Namun, orang-orang itu salah besar. Yesus tidak terjebak dalam permainan licik mereka. Bagi Yesus, hukum adalah soal keadilan, bukan sekadar prosedur dan rumusan. Sejak awal, OTT ini jelas sudah pincang. Mengapa hanya si perempuan yang ditangkap dan dihadapkan? Di mana pria yang menjadi “rekannya” dalam berzina? Bukankah menurut hukum (Im. 20:10), dua-duanya harus dirajam? Meskipun tampaknya jelas, kasus ini rupanya tidak transparan. Bukti memang ada, tetapi tidak semua. Para praktisi hukum ini tidak sungguh ingin memperjuangkan keadilan. Lebih parah lagi, kasus ini ternyata sarat dengan kepentingan. Mereka hanya memakainya supaya dapat mempersalahkan Yesus.

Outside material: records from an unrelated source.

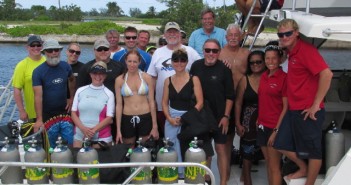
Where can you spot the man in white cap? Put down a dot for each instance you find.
(102, 53)
(208, 31)
(22, 78)
(161, 67)
(52, 105)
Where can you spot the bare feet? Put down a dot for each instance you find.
(298, 174)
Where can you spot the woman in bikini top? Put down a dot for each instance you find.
(135, 107)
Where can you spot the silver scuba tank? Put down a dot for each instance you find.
(61, 154)
(335, 146)
(88, 155)
(36, 154)
(195, 175)
(10, 153)
(141, 154)
(167, 175)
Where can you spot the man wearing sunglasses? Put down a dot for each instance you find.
(73, 52)
(51, 81)
(161, 66)
(114, 69)
(308, 81)
(208, 31)
(131, 41)
(22, 78)
(218, 89)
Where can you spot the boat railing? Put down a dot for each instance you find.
(139, 166)
(6, 99)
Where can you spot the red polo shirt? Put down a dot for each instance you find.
(270, 93)
(305, 64)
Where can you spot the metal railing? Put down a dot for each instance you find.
(6, 98)
(139, 165)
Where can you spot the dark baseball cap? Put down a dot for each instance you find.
(34, 38)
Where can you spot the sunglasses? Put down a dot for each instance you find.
(179, 60)
(74, 51)
(35, 45)
(102, 49)
(208, 50)
(257, 62)
(131, 37)
(286, 34)
(52, 50)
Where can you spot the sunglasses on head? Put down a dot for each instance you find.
(35, 45)
(52, 50)
(286, 34)
(208, 50)
(131, 37)
(102, 49)
(180, 59)
(74, 51)
(257, 62)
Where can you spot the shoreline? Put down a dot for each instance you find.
(261, 41)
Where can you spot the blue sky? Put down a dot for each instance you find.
(87, 5)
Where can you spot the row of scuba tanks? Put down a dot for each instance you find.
(87, 155)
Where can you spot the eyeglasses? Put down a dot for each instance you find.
(130, 37)
(257, 62)
(286, 34)
(181, 60)
(52, 50)
(208, 50)
(74, 51)
(35, 45)
(102, 49)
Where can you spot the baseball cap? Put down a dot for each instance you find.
(150, 48)
(101, 42)
(51, 44)
(34, 38)
(170, 25)
(98, 67)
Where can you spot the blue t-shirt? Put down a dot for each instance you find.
(198, 38)
(53, 80)
(145, 58)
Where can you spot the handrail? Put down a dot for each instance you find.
(140, 165)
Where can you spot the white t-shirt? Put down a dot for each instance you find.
(161, 67)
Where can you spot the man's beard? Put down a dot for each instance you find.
(53, 61)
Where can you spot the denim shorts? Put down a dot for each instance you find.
(308, 134)
(60, 125)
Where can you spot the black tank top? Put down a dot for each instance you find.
(250, 96)
(181, 100)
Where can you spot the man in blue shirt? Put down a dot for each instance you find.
(50, 82)
(208, 31)
(130, 39)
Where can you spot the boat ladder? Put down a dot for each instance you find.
(251, 15)
(6, 99)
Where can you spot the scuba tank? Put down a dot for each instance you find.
(141, 154)
(88, 155)
(36, 154)
(167, 175)
(335, 146)
(195, 175)
(10, 153)
(61, 154)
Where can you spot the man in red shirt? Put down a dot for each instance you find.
(308, 81)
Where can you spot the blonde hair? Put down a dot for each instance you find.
(288, 23)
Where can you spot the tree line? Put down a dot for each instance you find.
(185, 12)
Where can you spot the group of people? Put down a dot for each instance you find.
(125, 93)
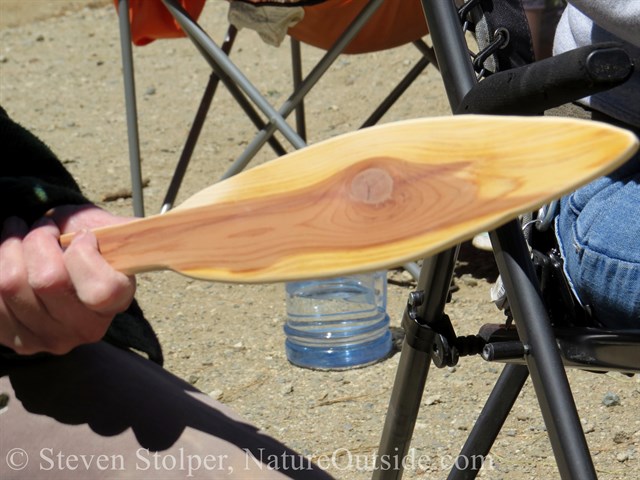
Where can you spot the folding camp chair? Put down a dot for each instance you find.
(338, 26)
(549, 331)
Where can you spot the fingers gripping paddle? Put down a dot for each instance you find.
(371, 199)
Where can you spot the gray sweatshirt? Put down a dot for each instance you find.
(593, 21)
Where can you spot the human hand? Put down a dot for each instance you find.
(52, 300)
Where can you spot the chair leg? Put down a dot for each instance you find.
(198, 123)
(296, 67)
(131, 109)
(490, 422)
(543, 357)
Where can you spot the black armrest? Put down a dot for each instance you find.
(549, 83)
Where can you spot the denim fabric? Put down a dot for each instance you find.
(598, 229)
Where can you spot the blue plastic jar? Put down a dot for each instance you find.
(337, 323)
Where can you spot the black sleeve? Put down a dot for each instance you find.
(32, 178)
(32, 181)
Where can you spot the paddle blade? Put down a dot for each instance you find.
(371, 199)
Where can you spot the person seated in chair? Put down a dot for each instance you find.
(598, 226)
(75, 400)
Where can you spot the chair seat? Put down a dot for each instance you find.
(587, 348)
(394, 24)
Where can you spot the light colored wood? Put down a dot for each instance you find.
(371, 199)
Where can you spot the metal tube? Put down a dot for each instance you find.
(130, 108)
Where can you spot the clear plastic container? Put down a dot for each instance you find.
(337, 323)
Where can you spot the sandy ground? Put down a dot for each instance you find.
(60, 75)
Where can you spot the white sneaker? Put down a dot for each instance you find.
(482, 242)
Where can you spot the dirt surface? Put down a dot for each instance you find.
(60, 75)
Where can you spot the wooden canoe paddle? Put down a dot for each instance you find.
(369, 200)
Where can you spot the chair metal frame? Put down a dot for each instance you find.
(428, 332)
(245, 93)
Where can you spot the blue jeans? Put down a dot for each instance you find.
(598, 230)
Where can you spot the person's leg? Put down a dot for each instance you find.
(598, 230)
(101, 412)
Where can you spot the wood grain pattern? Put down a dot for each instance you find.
(371, 199)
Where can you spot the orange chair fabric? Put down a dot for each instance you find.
(150, 20)
(395, 23)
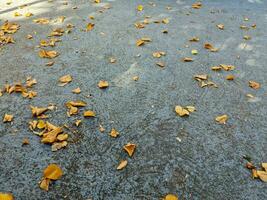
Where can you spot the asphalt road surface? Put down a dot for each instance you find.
(192, 157)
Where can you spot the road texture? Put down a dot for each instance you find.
(193, 157)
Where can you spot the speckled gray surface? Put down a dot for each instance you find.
(206, 164)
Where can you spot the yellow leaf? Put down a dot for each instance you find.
(221, 119)
(44, 184)
(89, 113)
(122, 164)
(114, 133)
(181, 111)
(129, 148)
(65, 79)
(53, 172)
(171, 197)
(48, 54)
(139, 7)
(76, 91)
(103, 84)
(262, 175)
(6, 196)
(253, 84)
(90, 26)
(8, 118)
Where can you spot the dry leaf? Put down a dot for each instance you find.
(6, 196)
(129, 148)
(139, 7)
(181, 111)
(230, 77)
(58, 145)
(65, 79)
(262, 175)
(210, 47)
(76, 91)
(114, 133)
(44, 184)
(48, 54)
(90, 26)
(122, 164)
(170, 197)
(78, 122)
(197, 5)
(89, 113)
(53, 172)
(253, 84)
(264, 166)
(221, 119)
(187, 59)
(8, 118)
(161, 64)
(103, 84)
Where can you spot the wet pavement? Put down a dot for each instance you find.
(193, 157)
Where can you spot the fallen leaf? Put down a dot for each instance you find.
(114, 133)
(65, 79)
(170, 197)
(253, 84)
(103, 84)
(44, 184)
(8, 118)
(197, 5)
(181, 111)
(187, 59)
(38, 111)
(89, 113)
(6, 196)
(129, 148)
(161, 64)
(90, 26)
(139, 7)
(53, 172)
(262, 175)
(48, 54)
(210, 47)
(221, 119)
(76, 91)
(230, 77)
(122, 164)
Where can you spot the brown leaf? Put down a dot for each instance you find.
(181, 111)
(129, 148)
(89, 113)
(197, 5)
(103, 84)
(53, 172)
(114, 133)
(221, 119)
(262, 175)
(65, 79)
(6, 196)
(48, 54)
(122, 164)
(170, 197)
(187, 59)
(8, 118)
(44, 184)
(90, 26)
(253, 84)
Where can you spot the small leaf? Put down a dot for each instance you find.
(122, 164)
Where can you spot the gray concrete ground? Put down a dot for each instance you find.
(207, 162)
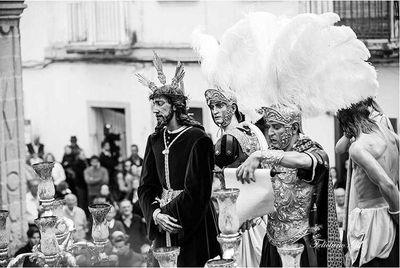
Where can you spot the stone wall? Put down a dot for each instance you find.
(12, 148)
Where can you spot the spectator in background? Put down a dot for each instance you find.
(73, 212)
(32, 202)
(134, 226)
(58, 172)
(67, 163)
(135, 158)
(62, 189)
(36, 147)
(126, 256)
(33, 239)
(333, 175)
(74, 146)
(95, 176)
(113, 224)
(79, 167)
(108, 161)
(340, 199)
(35, 159)
(105, 192)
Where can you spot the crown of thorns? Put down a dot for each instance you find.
(175, 89)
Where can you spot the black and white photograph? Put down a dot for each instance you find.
(199, 133)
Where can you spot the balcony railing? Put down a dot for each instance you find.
(99, 23)
(370, 19)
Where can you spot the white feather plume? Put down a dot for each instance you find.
(236, 63)
(206, 46)
(305, 61)
(318, 66)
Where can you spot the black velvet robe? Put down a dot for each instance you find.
(191, 161)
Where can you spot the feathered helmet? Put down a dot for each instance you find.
(173, 92)
(292, 67)
(217, 94)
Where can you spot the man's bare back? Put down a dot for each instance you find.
(376, 160)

Yesus juga tidak mau masuk ke dalam ranah hukum. Dia tidak menolak hukum Taurat, juga tidak bermaksud membongkar dan mengkritik niat jahat mereka. Dia hanya mengajak mereka bertanya pada diri mereka sendiri: Apakah mereka sendiri tidak pernah melanggar hukum Taurat? Karena itu, Yesus mengatakan agar siapa yang tidak pernah melanggar hukum atau berdosa, dialah yang hendaknya pertama mulai melempar batu. Ajakan untuk wawas diri ini ternyata efektif. Eksekusi tidak jadi dilakukan. Semuanya mundur satu per satu, mulai dengan yang paling uzur.

Tinggallah Yesus dengan si perempuan. Memang hanya Yesus sendirilah yang tidak berdosa. Hanya Dialah satu-satunya yang berhak menghukum si terdakwa. Akan tetapi, kendati berhak menghukum, Yesus malah memberinya kesempatan kedua. Ia tidak mengatakan bahwa perempuan itu tidak berdosa, tetapi menegaskan, “Jangan berbuat dosa lagi mulai dari sekarang.” Bagi Yesus, kasih dan pengampunan lebih efektif daripada eksekusi mati. Kasih dan pengampunan akan menggugah pendosa untuk bertobat dan tidak mengulangi perbuatannya. Ini optimisme ilahi yang sulit kita pahami: Dosa akan berkurang kalau pendosa dikasihi.

Yesus tentu tidak ingin membatalkan semua pengadilan dan hukuman. Kisah ini jangan diterapkan secara harfiah, sebab tidak ada hakim yang tidak berdosa. Hukum dan lembaga pengadilan tetap harus ada. Yesus hanya ingin menggugah hati saya dan Anda: Lihatlah diri sebelum menghakimi! Perbanyaklah kasih, bukan eksekusi. Pendosa kita kasihi, dosanyalah yang harus kita benci.